Oui, car dans la parenthèse de ce trajet, je laisse mon esprit divaguer et m’envahir. Il
faudrait que je cesse de me martyriser, que j’oublie mon passé et celui des autres. Il
faudrait que je vive ! que je dise « présent », que je sois vivante comme on peut l’être
dans ses premières années. Avec cette date notée sur le billet, comment ne pas encore
ployer sous des souvenirs à revivre seule. Oublier sa vie, est-ce possible ? Se lamenter
n’est pas raisonnable, n’est pas acceptable, mais c’est ainsi que la mienne déroule ses
heures, ponctuée de stations, de repères, d’ex-voto. Je soupire à chaque souvenir, et
si l’on me demande ce que j’ai, je réponds que j’ai mal à ma mémoire comme on dit
j’ai mal au genou ou au pied. Je me cogne sans cesse au regain du temps, douleur
fulgurante qui s’empare de ma conscience et brutalement me force à crier et à essayer
en même temps de retenir ce cri primal qui m’étouffe.

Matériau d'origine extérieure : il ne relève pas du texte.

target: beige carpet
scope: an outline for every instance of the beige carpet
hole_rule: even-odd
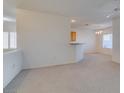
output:
[[[89,54],[77,64],[22,71],[4,93],[119,93],[119,64]]]

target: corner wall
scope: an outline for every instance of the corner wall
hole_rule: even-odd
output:
[[[18,9],[17,35],[24,69],[75,62],[68,17]]]

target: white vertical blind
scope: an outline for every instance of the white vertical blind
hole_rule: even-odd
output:
[[[16,32],[10,32],[10,48],[16,48]]]
[[[3,48],[4,49],[17,48],[16,32],[3,32]]]
[[[103,48],[112,48],[112,34],[103,34]]]
[[[3,48],[8,49],[8,43],[9,43],[9,33],[3,32]]]

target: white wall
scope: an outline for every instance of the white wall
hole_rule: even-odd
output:
[[[112,20],[113,24],[113,49],[112,60],[120,63],[120,16],[116,16]]]
[[[106,29],[102,29],[102,30],[98,30],[98,31],[103,31],[103,33],[101,35],[96,35],[96,48],[97,48],[97,52],[103,53],[103,54],[107,54],[107,55],[112,55],[112,49],[109,48],[103,48],[102,47],[102,38],[103,38],[103,34],[104,33],[112,33],[112,27],[106,28]]]
[[[71,31],[77,32],[77,40],[76,42],[85,43],[84,53],[94,53],[96,52],[96,36],[95,32],[90,29],[71,29]]]
[[[22,70],[22,62],[20,50],[3,53],[3,87],[6,87]]]
[[[67,17],[18,9],[17,35],[24,69],[75,62]]]

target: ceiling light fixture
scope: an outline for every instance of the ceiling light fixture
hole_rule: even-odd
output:
[[[72,20],[71,20],[71,22],[72,22],[72,23],[75,23],[75,22],[76,22],[76,20],[72,19]]]

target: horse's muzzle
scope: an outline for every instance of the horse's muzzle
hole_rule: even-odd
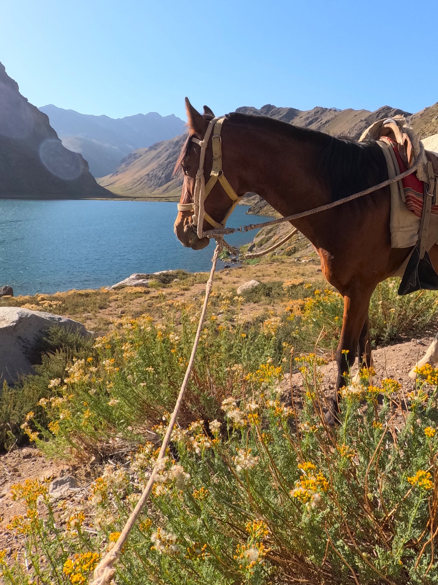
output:
[[[208,238],[203,238],[199,239],[198,234],[194,230],[189,236],[189,245],[194,250],[202,250],[208,246],[210,240]]]
[[[202,250],[208,246],[208,238],[199,239],[195,230],[192,222],[188,218],[178,217],[174,224],[174,232],[177,238],[186,248]]]

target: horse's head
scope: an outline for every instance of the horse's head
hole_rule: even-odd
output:
[[[208,238],[202,236],[202,232],[225,225],[225,220],[234,209],[238,197],[222,173],[221,137],[215,135],[215,131],[218,134],[220,132],[220,128],[215,130],[219,128],[215,123],[217,119],[206,106],[204,106],[204,114],[200,114],[187,98],[185,106],[189,135],[175,166],[175,171],[182,170],[184,173],[184,181],[174,232],[183,246],[201,250],[209,242]],[[222,121],[219,123],[221,127]],[[195,191],[198,193],[197,199]],[[201,204],[201,209],[196,205],[196,201],[200,200],[199,197],[202,200],[205,197],[204,206]],[[195,212],[201,216],[199,221]]]

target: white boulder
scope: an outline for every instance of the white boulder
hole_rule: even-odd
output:
[[[147,274],[136,273],[128,276],[125,280],[113,284],[110,288],[119,288],[122,287],[147,287],[152,280],[156,280],[157,274],[165,274],[168,272],[174,272],[174,270],[159,270],[158,272],[152,272]]]
[[[110,288],[119,288],[122,287],[147,287],[151,278],[147,278],[147,274],[131,274],[124,280],[120,280],[119,283],[113,284]]]
[[[254,288],[254,287],[258,286],[260,284],[258,280],[249,280],[247,283],[241,284],[237,288],[237,294],[242,294],[245,291],[249,291],[251,288]]]
[[[0,388],[3,380],[14,381],[20,374],[33,374],[32,365],[44,350],[48,329],[58,325],[83,335],[88,332],[73,319],[22,307],[0,307]]]

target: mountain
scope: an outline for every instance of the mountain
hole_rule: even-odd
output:
[[[396,114],[411,116],[408,112],[389,106],[384,106],[375,112],[320,107],[302,111],[267,104],[260,109],[245,106],[238,108],[236,112],[268,116],[294,126],[356,138],[376,120]],[[179,174],[172,177],[171,173],[186,137],[187,135],[182,135],[132,153],[114,173],[99,179],[99,184],[125,196],[155,198],[167,195],[167,198],[179,199],[182,178]]]
[[[131,153],[115,173],[98,179],[99,184],[125,197],[152,194],[154,199],[179,200],[182,180],[173,173],[187,137],[182,134]]]
[[[0,198],[113,197],[80,154],[63,146],[47,116],[20,94],[0,63]]]
[[[276,108],[267,104],[257,109],[256,108],[244,106],[238,108],[236,112],[253,114],[255,116],[267,116],[282,122],[287,122],[293,126],[299,126],[311,130],[319,130],[332,136],[351,136],[358,138],[362,132],[377,120],[382,118],[390,118],[397,114],[411,115],[408,112],[383,106],[375,112],[368,110],[344,110],[336,108],[313,108],[306,111],[295,109],[294,108]]]
[[[114,118],[65,110],[52,104],[40,110],[47,114],[64,146],[80,153],[94,177],[113,173],[133,150],[173,138],[184,132],[185,123],[174,114],[156,112]]]

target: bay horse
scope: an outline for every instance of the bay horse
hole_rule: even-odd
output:
[[[201,115],[187,98],[185,102],[189,136],[175,166],[184,173],[182,204],[193,201],[199,167],[198,143],[214,118],[207,106]],[[236,112],[225,116],[221,140],[223,174],[237,195],[257,193],[283,216],[341,199],[388,178],[384,155],[374,141],[336,138],[273,118]],[[205,153],[206,176],[212,166],[211,139]],[[216,183],[205,199],[205,208],[220,222],[232,204]],[[174,231],[183,246],[199,250],[208,245],[209,239],[198,236],[192,215],[189,211],[179,211]],[[386,187],[293,222],[318,252],[325,278],[344,298],[336,350],[338,392],[357,355],[360,366],[370,367],[368,314],[371,294],[379,283],[400,268],[411,250],[391,248],[389,215],[390,191]],[[212,229],[204,220],[203,230]],[[437,269],[438,246],[434,245],[429,256]],[[338,401],[333,401],[331,409],[332,420],[336,420]]]

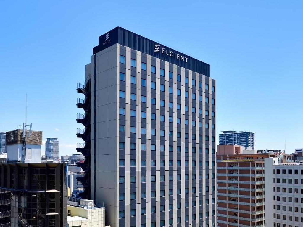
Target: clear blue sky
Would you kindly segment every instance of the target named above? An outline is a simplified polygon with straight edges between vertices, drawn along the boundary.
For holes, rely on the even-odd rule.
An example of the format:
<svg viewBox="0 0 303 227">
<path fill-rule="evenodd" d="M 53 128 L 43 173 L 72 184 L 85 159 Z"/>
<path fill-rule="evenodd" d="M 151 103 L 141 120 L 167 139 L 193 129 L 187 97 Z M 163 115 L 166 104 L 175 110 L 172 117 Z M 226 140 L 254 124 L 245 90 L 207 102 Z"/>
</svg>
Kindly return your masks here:
<svg viewBox="0 0 303 227">
<path fill-rule="evenodd" d="M 75 153 L 77 84 L 98 37 L 119 26 L 210 65 L 218 134 L 255 132 L 258 149 L 285 139 L 287 153 L 303 147 L 303 2 L 86 2 L 1 3 L 0 131 L 24 121 L 27 92 L 33 129 L 58 138 L 60 155 Z"/>
</svg>

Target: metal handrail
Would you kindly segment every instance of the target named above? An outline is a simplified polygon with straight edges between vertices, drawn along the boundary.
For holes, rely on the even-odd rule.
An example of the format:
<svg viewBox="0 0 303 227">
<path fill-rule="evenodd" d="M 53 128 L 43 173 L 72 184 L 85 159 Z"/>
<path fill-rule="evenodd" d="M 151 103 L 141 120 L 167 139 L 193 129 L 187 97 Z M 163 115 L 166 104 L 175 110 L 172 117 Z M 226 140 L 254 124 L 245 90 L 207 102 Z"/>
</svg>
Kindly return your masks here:
<svg viewBox="0 0 303 227">
<path fill-rule="evenodd" d="M 85 159 L 84 158 L 77 158 L 77 163 L 84 163 L 85 161 Z"/>
<path fill-rule="evenodd" d="M 85 146 L 85 143 L 77 143 L 77 148 L 84 148 Z"/>
<path fill-rule="evenodd" d="M 77 84 L 77 88 L 78 89 L 78 88 L 82 88 L 82 89 L 85 89 L 85 85 L 84 84 L 82 84 L 80 83 L 78 83 Z"/>
<path fill-rule="evenodd" d="M 84 119 L 85 117 L 85 115 L 84 114 L 82 114 L 81 113 L 77 114 L 77 119 Z"/>
<path fill-rule="evenodd" d="M 84 99 L 82 99 L 80 98 L 78 98 L 77 99 L 77 104 L 84 104 L 85 102 L 85 100 Z"/>
<path fill-rule="evenodd" d="M 78 128 L 77 129 L 77 134 L 84 134 L 85 133 L 85 129 Z"/>
</svg>

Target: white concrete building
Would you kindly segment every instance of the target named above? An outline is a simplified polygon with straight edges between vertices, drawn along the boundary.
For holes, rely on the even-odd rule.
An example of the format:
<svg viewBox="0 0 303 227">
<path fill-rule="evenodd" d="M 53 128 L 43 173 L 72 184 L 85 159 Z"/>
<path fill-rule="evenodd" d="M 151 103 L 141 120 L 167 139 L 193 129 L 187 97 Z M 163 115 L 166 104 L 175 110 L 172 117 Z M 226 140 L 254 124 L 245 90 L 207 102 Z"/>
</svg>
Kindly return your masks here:
<svg viewBox="0 0 303 227">
<path fill-rule="evenodd" d="M 265 225 L 303 226 L 303 165 L 265 159 Z"/>
<path fill-rule="evenodd" d="M 67 226 L 105 227 L 105 208 L 95 206 L 92 200 L 70 197 L 68 201 Z"/>
</svg>

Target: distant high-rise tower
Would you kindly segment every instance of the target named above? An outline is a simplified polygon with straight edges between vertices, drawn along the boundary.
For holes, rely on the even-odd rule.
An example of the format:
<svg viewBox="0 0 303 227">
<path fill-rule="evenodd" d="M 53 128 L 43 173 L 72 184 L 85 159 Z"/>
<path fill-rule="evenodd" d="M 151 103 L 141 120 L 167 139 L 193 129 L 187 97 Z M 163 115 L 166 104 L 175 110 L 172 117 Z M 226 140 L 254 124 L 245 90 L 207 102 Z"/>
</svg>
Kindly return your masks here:
<svg viewBox="0 0 303 227">
<path fill-rule="evenodd" d="M 57 138 L 47 138 L 45 143 L 45 155 L 48 158 L 59 160 L 59 140 Z"/>
<path fill-rule="evenodd" d="M 223 131 L 219 135 L 219 144 L 239 145 L 255 150 L 255 133 L 251 132 Z"/>
<path fill-rule="evenodd" d="M 5 133 L 0 133 L 0 154 L 6 153 L 6 134 Z"/>
</svg>

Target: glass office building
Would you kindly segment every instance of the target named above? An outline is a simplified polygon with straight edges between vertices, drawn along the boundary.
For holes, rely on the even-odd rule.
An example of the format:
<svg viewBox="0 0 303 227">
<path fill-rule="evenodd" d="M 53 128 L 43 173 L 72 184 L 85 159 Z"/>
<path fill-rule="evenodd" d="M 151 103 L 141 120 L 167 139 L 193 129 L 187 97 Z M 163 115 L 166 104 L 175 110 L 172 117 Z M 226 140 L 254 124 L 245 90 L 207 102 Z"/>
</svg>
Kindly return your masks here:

Et ce passé qui m’obsède,
laisse-t-il donc si peu de place au futur ? Un futur vide d’avenir, soumis aux desseins
de la nature qui se rebelle, qui groupe ses vents et ses eaux pour ravager les paysages
bucoliques. Un futur émaillé de catastrophes, de révoltes et de guerres ! Que de
violences ! Avec cette perspective, avec ce sentiment que les générations qui se
succèdent retissent les errances séculaires, mon besoin de repli s’impose. Je ne vois
pas aux marches du XXIe siècle poindre le jardin d’Eden promis.
Le train accélère et sa course semble m’entraîner plus vite, plus loin dans mon passé.

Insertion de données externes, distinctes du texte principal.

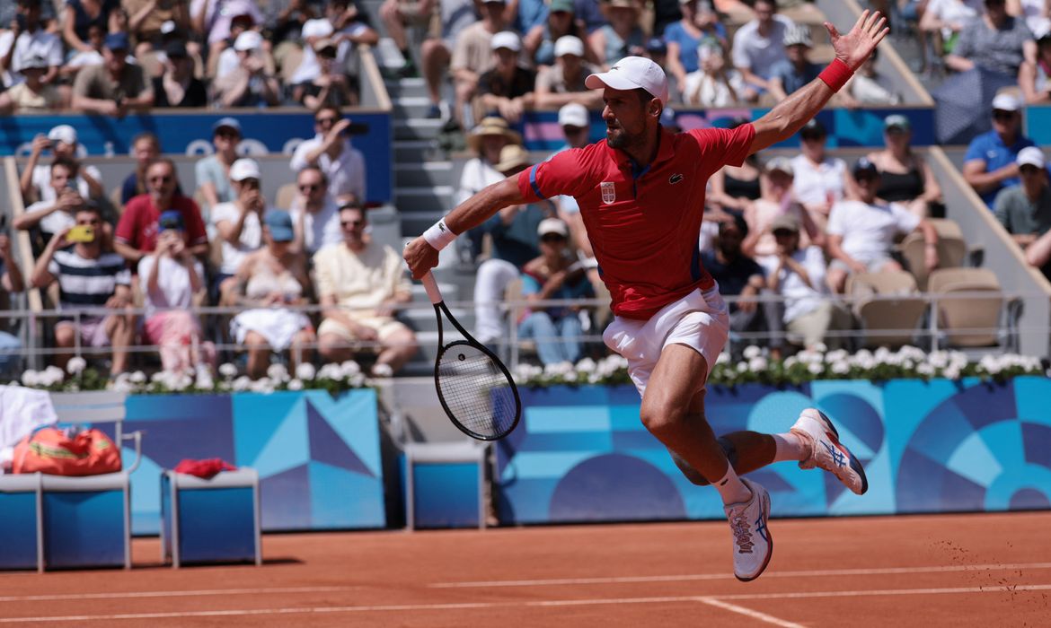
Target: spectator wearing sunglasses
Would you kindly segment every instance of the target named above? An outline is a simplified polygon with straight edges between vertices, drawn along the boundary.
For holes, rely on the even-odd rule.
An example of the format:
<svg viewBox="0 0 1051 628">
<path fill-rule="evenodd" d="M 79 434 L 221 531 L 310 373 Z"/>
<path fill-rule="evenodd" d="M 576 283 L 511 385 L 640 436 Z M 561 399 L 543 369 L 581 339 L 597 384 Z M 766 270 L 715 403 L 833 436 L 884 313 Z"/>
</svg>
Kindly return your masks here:
<svg viewBox="0 0 1051 628">
<path fill-rule="evenodd" d="M 1013 93 L 992 100 L 992 130 L 971 140 L 964 155 L 964 179 L 992 209 L 996 194 L 1018 185 L 1018 152 L 1033 141 L 1022 134 L 1022 101 Z"/>
<path fill-rule="evenodd" d="M 295 249 L 313 255 L 322 247 L 342 242 L 339 205 L 328 193 L 328 176 L 321 168 L 307 166 L 300 170 L 295 185 L 300 192 L 289 209 L 295 229 Z M 357 205 L 357 202 L 347 205 Z"/>
<path fill-rule="evenodd" d="M 208 234 L 201 209 L 192 198 L 178 193 L 179 175 L 176 164 L 169 159 L 156 160 L 146 168 L 145 194 L 128 201 L 117 224 L 115 247 L 122 257 L 138 266 L 139 261 L 157 248 L 158 222 L 169 209 L 183 215 L 183 238 L 194 256 L 208 254 Z"/>
</svg>

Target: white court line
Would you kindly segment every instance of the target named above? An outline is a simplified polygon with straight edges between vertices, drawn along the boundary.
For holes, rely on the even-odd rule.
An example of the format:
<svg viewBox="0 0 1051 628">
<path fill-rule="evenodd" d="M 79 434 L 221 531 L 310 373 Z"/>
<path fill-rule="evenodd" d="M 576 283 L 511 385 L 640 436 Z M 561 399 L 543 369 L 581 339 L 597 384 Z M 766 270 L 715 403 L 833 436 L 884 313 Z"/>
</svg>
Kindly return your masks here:
<svg viewBox="0 0 1051 628">
<path fill-rule="evenodd" d="M 50 617 L 0 617 L 0 624 L 43 623 L 43 622 L 100 622 L 114 620 L 171 620 L 185 617 L 214 616 L 246 616 L 246 615 L 286 615 L 286 614 L 321 614 L 339 612 L 404 612 L 415 610 L 460 610 L 489 608 L 527 608 L 555 606 L 610 606 L 617 604 L 666 604 L 669 602 L 701 602 L 722 600 L 785 600 L 792 598 L 845 598 L 870 595 L 924 595 L 935 593 L 1002 593 L 1018 591 L 1043 591 L 1051 589 L 1051 584 L 1017 585 L 995 587 L 961 587 L 943 589 L 885 589 L 882 591 L 811 591 L 797 593 L 756 593 L 743 595 L 682 595 L 676 598 L 632 598 L 626 600 L 537 600 L 530 602 L 478 602 L 462 604 L 389 604 L 379 606 L 318 606 L 306 608 L 247 608 L 231 610 L 197 610 L 183 612 L 142 612 L 104 615 L 62 615 Z M 744 609 L 747 610 L 747 609 Z"/>
<path fill-rule="evenodd" d="M 881 575 L 894 573 L 946 573 L 952 571 L 992 571 L 1010 569 L 1051 569 L 1051 563 L 989 563 L 986 565 L 945 565 L 930 567 L 875 567 L 871 569 L 817 569 L 811 571 L 767 571 L 771 578 L 823 578 L 828 575 Z M 609 578 L 559 578 L 551 580 L 493 580 L 475 582 L 439 582 L 428 585 L 436 589 L 474 587 L 541 587 L 574 584 L 618 584 L 640 582 L 686 582 L 697 580 L 730 580 L 726 572 L 683 573 L 680 575 L 622 575 Z"/>
<path fill-rule="evenodd" d="M 272 587 L 262 589 L 200 589 L 190 591 L 107 591 L 105 593 L 51 593 L 0 595 L 0 602 L 54 602 L 60 600 L 124 600 L 127 598 L 195 598 L 198 595 L 257 595 L 263 593 L 330 593 L 354 587 Z"/>
<path fill-rule="evenodd" d="M 743 606 L 738 606 L 736 604 L 730 604 L 729 602 L 721 602 L 715 598 L 702 598 L 701 602 L 709 605 L 716 606 L 723 610 L 728 610 L 730 612 L 736 612 L 738 614 L 751 617 L 753 620 L 759 620 L 760 622 L 765 622 L 767 624 L 774 624 L 775 626 L 781 626 L 781 628 L 804 628 L 800 624 L 794 624 L 791 622 L 786 622 L 775 617 L 774 615 L 768 615 L 765 612 L 759 612 L 758 610 L 751 610 L 750 608 L 745 608 Z"/>
</svg>

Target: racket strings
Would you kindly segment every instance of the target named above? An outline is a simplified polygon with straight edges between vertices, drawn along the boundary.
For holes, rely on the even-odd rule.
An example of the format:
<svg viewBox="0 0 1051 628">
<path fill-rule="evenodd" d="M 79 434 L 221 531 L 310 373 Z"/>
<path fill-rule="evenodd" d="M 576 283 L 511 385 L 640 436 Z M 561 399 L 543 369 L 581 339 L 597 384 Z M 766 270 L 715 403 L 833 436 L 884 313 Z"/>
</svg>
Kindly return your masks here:
<svg viewBox="0 0 1051 628">
<path fill-rule="evenodd" d="M 488 438 L 503 436 L 518 414 L 512 383 L 492 357 L 470 344 L 447 347 L 438 358 L 438 389 L 465 427 Z"/>
</svg>

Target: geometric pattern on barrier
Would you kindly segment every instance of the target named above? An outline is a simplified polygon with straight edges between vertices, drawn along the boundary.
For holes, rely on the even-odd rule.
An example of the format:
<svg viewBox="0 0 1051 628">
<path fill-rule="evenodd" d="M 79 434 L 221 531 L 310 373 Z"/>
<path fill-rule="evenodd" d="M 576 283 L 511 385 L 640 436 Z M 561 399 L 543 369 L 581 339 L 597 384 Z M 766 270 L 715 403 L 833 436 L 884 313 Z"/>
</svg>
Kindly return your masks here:
<svg viewBox="0 0 1051 628">
<path fill-rule="evenodd" d="M 184 458 L 222 458 L 260 474 L 263 529 L 380 528 L 383 466 L 375 392 L 141 395 L 125 431 L 142 428 L 131 476 L 132 531 L 157 533 L 160 474 Z M 125 449 L 125 462 L 130 462 Z"/>
</svg>

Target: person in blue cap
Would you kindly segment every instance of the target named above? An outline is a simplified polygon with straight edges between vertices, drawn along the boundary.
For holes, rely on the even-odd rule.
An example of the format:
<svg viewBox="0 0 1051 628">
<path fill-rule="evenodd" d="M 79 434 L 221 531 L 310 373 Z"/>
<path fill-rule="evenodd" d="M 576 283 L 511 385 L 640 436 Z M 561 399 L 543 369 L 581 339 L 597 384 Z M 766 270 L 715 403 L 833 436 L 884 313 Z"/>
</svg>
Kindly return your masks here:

Le paysage s’efface et mon regard ne retient rien, juste le ruban des arbres qui défile.
Hier ou aujourd’hui, ici ou ailleurs, le temps n’a plus de prise, n’a plus de réalité, tout
s’évade comme les notes d’une lancinante mélodie au rythme saccadé des rails qui
s’accrochent à la terre. Je voudrais que jamais le voyage ne finisse, qu’il soit le dernier,
mais paradoxalement j’aimerai en connaître la destination. Je voudrais savoir le lieu
de mon repos. Ce train, symbole de la course effrénée de la vie, me laissera aux portes
de ma maison et je retrouverai mon quotidien fade et répétitif. Ce temps qui m’est
dévolu entre deux séjours, ce temps m’apparaît telle une introspection, une sorte de
méditation. Juste le Temps et moi, juste le train, carapace mouvante, abri de solitude
où n’existe que les pensées désespérées ! Est-ce la griserie de la vitesse, le gris de
l’ennui, le gris du soir, -mon soir, mon crépuscule- ou de simples associations de
mots. Des mots qui viennent s’échouer sur mes doigts tremblants et qui avivent le
sentiment de l’inutilité de l’existence.
Je prends le train souvent et à chaque fois cette sensation de non-être, de regrets et
de pleurs m’assaille. Et pour cela, j’aime prendre le train, j’aime voyager entre réalité
et néant.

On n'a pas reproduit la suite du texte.